🤖 AI Summary
Ultra-fine-grained visual classification poses significant challenges due to extremely limited data and minimal inter-class visual differences. This work proposes the Geometry Attribute Exploration Network (GAEor), which, for the first time, models intrinsic object details aligned with geometric structures—such as soybean leaf venation—as geometry-aware attributes to serve as primary discriminative cues. By integrating relative polar coordinate embeddings with a visual feedback mechanism, GAEor effectively captures class-specific geometric patterns while reducing reliance on subtle appearance variations. Leveraging self-supervised learning and deep convolutional architectures, the proposed method achieves state-of-the-art performance across five established ultra-fine-grained benchmarks, substantially outperforming existing approaches.
📝 Abstract
This paper investigates the intrinsic geometrical features of highly similar objects and introduces a general self-supervised framework called the Geometric Attribute Exploration Network (GAEor), which is designed to address the ultra-fine-grained visual categorization (Ultra-FGVC) task in data-limited scenarios.
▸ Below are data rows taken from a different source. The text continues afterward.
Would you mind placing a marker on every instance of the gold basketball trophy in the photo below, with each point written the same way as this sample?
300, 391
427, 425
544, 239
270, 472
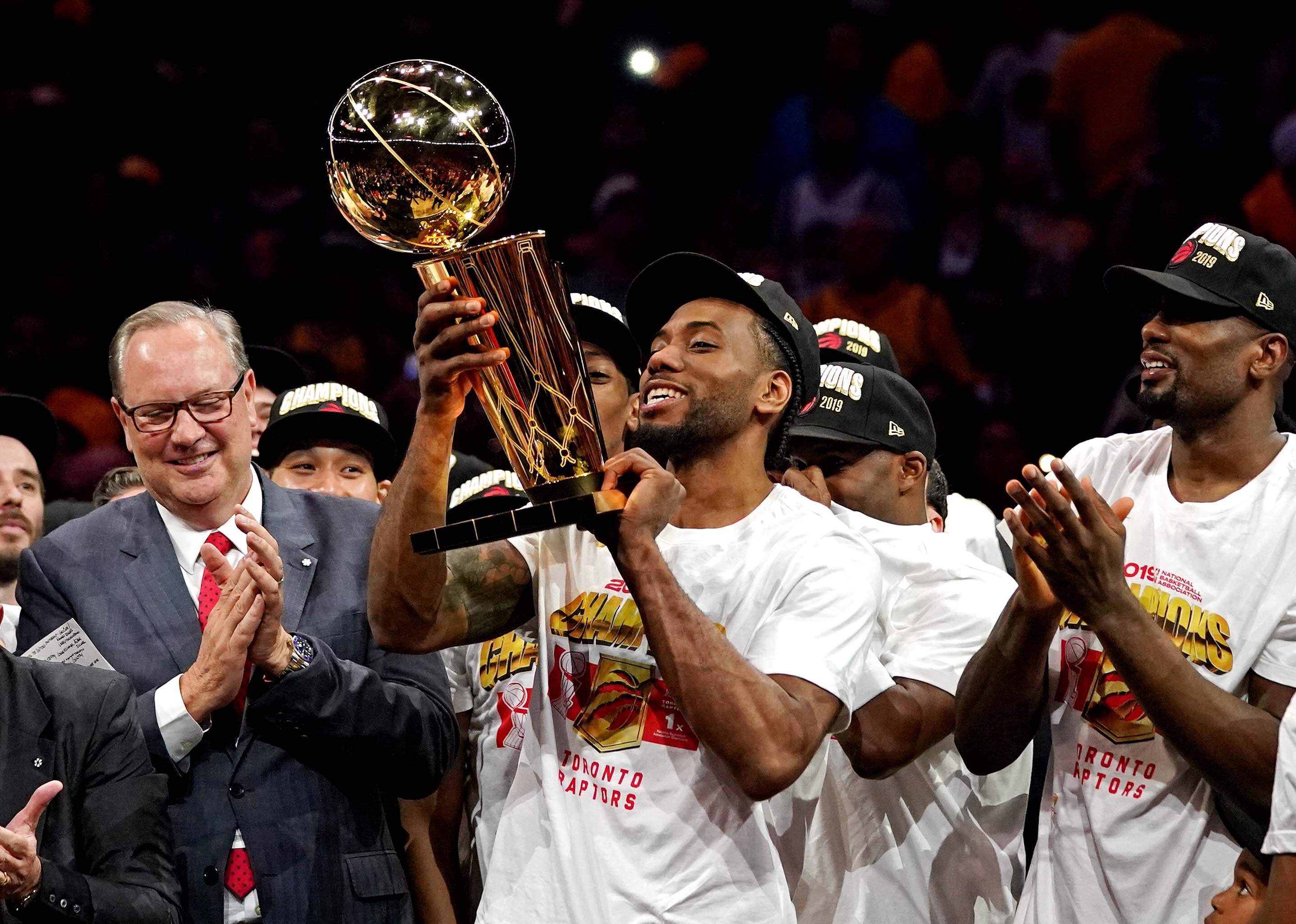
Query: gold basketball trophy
420, 160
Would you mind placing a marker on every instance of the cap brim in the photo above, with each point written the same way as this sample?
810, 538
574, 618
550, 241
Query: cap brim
673, 280
33, 424
290, 433
276, 370
611, 336
816, 432
1129, 282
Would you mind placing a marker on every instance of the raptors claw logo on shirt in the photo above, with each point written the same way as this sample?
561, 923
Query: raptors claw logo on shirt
615, 703
1090, 677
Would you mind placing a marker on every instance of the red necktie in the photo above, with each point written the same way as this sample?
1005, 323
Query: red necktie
239, 878
209, 593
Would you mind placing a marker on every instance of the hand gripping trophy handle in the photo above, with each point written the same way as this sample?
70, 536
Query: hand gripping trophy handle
540, 401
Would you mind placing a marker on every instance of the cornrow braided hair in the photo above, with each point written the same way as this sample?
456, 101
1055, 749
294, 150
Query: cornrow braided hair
774, 357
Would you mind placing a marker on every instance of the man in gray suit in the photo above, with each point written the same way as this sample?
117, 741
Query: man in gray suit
238, 610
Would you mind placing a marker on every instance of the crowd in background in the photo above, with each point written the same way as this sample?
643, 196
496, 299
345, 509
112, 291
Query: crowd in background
954, 175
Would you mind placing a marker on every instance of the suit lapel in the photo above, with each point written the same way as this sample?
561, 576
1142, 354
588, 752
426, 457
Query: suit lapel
155, 576
285, 521
26, 754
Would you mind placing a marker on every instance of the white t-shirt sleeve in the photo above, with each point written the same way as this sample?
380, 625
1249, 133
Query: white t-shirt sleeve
936, 626
1282, 812
459, 667
1277, 660
180, 734
821, 628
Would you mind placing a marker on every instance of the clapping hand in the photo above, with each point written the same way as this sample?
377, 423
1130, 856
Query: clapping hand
1064, 556
20, 865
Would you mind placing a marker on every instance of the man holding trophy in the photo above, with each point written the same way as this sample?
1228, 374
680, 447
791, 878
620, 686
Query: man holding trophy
696, 639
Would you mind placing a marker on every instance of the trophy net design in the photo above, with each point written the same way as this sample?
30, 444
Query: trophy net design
540, 402
422, 159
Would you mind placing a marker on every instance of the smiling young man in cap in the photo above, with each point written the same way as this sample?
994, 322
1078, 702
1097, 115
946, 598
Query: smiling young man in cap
29, 436
1157, 695
330, 438
902, 831
687, 669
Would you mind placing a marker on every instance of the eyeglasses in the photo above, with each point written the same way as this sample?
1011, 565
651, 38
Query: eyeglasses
207, 409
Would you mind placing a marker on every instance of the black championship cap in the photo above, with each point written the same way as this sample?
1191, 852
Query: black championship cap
276, 370
493, 492
1245, 827
869, 406
846, 341
327, 411
32, 424
1227, 267
603, 324
678, 279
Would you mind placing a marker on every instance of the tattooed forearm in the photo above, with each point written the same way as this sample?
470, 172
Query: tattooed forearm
488, 591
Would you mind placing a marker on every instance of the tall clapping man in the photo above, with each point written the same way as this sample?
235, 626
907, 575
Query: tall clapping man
1160, 648
693, 657
902, 832
236, 608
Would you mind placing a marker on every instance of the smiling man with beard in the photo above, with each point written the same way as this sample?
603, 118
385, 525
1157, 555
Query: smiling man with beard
29, 436
1159, 695
691, 656
283, 729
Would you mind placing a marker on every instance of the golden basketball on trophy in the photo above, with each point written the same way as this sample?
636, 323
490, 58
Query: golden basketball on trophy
420, 160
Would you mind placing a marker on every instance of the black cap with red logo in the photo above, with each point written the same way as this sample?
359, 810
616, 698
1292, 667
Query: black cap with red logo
328, 411
847, 341
33, 424
1227, 267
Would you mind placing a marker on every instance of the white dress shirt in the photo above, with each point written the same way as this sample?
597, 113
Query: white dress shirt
179, 731
9, 626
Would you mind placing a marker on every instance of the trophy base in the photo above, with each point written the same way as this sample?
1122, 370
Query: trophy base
564, 487
498, 527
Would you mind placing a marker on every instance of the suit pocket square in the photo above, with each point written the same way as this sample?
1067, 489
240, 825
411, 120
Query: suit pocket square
376, 875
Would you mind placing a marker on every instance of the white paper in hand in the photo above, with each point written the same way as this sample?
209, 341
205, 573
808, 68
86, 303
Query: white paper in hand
68, 644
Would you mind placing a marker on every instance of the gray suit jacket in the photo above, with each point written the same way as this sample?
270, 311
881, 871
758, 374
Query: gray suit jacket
104, 843
322, 751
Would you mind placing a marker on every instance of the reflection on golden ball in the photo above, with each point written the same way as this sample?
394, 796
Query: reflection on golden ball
420, 156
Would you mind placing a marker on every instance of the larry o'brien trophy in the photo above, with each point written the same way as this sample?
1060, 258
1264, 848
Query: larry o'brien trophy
420, 160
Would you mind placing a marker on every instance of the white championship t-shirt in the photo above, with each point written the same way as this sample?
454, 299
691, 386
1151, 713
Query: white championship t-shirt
617, 814
974, 525
492, 682
1126, 827
932, 843
1281, 837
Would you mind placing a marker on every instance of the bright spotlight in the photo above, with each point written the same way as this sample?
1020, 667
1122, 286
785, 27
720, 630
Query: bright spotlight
643, 63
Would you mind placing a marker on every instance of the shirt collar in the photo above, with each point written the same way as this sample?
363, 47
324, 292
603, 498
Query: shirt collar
188, 541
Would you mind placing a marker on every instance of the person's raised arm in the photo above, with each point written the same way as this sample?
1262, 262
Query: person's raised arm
1232, 743
764, 727
426, 603
896, 726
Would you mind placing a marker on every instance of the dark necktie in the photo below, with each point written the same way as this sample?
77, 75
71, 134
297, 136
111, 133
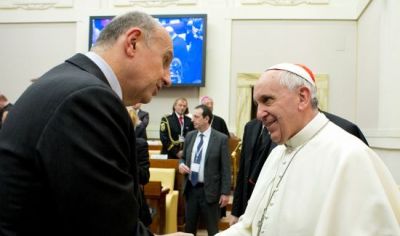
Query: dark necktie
197, 160
181, 120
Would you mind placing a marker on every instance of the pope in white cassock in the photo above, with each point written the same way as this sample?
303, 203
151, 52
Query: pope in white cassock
320, 180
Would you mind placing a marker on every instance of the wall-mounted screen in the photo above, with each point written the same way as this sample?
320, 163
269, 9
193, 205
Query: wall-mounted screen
188, 34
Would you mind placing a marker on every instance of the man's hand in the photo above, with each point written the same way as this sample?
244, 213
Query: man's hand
179, 154
184, 169
233, 220
223, 200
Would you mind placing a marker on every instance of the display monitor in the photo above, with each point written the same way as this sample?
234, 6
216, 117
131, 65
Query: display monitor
188, 34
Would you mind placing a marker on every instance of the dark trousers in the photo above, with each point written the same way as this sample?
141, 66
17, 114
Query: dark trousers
196, 204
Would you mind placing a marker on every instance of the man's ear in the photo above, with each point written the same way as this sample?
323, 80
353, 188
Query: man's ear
133, 37
304, 97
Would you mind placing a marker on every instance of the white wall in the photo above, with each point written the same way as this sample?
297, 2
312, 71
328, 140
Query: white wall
379, 80
29, 49
327, 47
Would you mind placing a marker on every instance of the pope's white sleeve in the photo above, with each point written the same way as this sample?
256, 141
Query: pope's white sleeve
237, 229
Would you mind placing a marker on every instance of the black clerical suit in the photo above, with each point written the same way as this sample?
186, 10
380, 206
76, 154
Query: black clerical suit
67, 158
170, 130
255, 152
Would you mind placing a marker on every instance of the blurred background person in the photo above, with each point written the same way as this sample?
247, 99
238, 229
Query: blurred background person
206, 166
173, 129
142, 121
142, 158
217, 122
5, 106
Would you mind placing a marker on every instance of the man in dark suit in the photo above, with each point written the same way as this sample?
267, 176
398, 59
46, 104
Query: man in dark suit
256, 146
173, 129
5, 107
70, 167
206, 166
143, 121
217, 122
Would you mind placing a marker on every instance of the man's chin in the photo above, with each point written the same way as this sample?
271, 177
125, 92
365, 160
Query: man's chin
146, 99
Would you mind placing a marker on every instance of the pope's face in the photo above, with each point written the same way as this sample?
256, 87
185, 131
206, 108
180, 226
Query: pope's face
277, 107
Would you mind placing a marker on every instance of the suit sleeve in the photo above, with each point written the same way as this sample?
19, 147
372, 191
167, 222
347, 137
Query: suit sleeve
87, 154
142, 149
238, 195
226, 167
141, 128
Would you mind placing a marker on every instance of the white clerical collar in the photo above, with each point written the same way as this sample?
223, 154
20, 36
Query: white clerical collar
308, 131
107, 71
206, 133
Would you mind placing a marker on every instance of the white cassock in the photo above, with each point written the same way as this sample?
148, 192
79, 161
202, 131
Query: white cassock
322, 182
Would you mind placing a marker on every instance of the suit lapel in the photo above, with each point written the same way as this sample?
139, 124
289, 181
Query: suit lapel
212, 139
190, 147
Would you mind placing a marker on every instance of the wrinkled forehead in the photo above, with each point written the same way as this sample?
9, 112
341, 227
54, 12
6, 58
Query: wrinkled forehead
267, 77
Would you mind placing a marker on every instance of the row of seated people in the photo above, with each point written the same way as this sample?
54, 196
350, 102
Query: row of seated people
259, 146
176, 126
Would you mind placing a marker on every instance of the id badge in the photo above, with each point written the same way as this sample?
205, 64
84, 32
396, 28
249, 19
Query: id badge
195, 167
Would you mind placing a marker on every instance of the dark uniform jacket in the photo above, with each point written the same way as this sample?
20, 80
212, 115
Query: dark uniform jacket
170, 129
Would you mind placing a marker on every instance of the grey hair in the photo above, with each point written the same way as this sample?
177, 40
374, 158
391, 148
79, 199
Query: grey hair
122, 23
293, 81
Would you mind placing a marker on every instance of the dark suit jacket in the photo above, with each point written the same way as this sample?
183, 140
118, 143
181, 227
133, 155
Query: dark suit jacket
217, 166
243, 187
67, 159
170, 129
219, 124
142, 150
250, 164
141, 128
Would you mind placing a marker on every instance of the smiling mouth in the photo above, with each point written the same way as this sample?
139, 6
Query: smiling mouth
269, 124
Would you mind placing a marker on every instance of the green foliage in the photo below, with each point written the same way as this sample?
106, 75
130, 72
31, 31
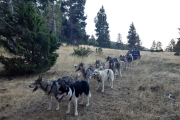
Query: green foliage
132, 36
29, 41
171, 46
74, 23
177, 47
161, 50
99, 50
82, 51
119, 41
102, 32
177, 54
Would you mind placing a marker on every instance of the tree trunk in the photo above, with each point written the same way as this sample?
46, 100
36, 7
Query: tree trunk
54, 21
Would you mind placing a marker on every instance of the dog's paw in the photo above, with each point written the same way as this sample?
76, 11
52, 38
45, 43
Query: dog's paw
67, 112
75, 114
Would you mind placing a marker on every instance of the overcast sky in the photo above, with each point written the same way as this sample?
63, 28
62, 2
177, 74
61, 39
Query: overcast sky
153, 19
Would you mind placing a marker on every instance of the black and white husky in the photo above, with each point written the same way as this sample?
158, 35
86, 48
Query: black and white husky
50, 87
86, 72
72, 92
102, 76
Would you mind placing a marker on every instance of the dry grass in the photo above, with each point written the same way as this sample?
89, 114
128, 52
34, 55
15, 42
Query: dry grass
124, 102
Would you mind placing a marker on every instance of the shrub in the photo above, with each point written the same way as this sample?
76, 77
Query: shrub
82, 51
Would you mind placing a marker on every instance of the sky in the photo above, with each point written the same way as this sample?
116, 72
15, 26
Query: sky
157, 20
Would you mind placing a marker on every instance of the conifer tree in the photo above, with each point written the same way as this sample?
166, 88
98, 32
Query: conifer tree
92, 40
171, 46
27, 39
74, 22
159, 46
102, 32
132, 36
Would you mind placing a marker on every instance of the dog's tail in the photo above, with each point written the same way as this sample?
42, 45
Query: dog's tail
89, 94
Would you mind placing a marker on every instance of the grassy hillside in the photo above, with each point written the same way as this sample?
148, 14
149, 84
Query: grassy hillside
140, 94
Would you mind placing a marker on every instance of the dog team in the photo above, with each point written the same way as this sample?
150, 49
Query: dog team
69, 89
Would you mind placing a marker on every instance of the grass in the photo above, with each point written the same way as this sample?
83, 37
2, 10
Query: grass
124, 102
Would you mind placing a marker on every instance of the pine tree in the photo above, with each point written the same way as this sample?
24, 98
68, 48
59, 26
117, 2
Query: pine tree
132, 36
53, 15
74, 22
119, 41
153, 47
138, 43
102, 32
27, 39
171, 46
92, 40
159, 46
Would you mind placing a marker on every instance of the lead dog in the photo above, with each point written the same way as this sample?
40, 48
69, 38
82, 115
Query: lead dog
102, 76
100, 65
72, 92
86, 72
50, 87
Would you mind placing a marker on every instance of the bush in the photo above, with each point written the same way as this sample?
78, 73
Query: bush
33, 51
99, 50
82, 51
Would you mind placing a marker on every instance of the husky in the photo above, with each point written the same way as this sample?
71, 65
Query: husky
115, 66
86, 72
72, 92
125, 60
109, 58
102, 76
50, 87
100, 65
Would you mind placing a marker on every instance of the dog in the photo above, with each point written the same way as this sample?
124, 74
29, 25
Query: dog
72, 93
109, 58
50, 87
86, 72
125, 60
100, 65
102, 76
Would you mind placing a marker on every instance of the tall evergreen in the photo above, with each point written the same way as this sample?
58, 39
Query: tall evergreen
132, 36
171, 46
159, 46
74, 22
119, 41
27, 39
102, 32
92, 40
53, 16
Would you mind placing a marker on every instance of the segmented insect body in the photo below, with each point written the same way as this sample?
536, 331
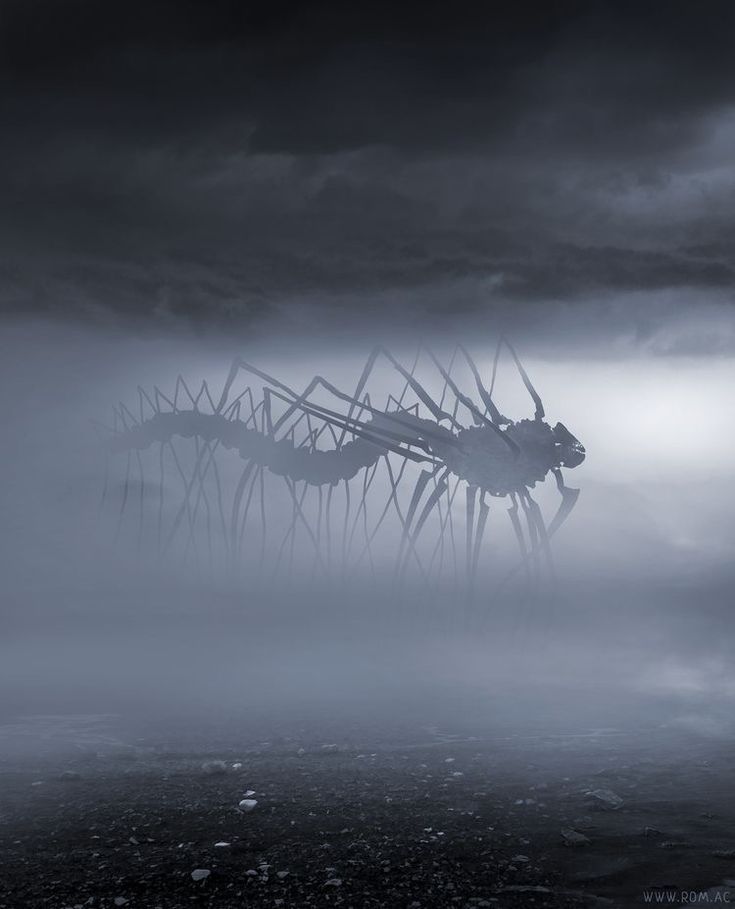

Unlike prior work that often captures subtle yet critical distinctions, GAEor generates geometric attributes as novel alternative recognition cues. These attributes are determined by various details within the object, aligned with its geometric patterns, such as the intricate vein structures in soybean leaves. Crucially, each category exhibits distinct geometric descriptors that serve as powerful cues, even among objects with minimal visual variation -- a factor largely overlooked in recent research. GAEor discovers these geometric attributes by first amplifying geometry-relevant details via visual feedback from a backbone network, then embedding the relative polar coordinates of these details into the final representation. Extensive experiments demonstrate that GAEor significantly sets new state-of-the-art records in five widely-used Ultra-FGVC benchmarks.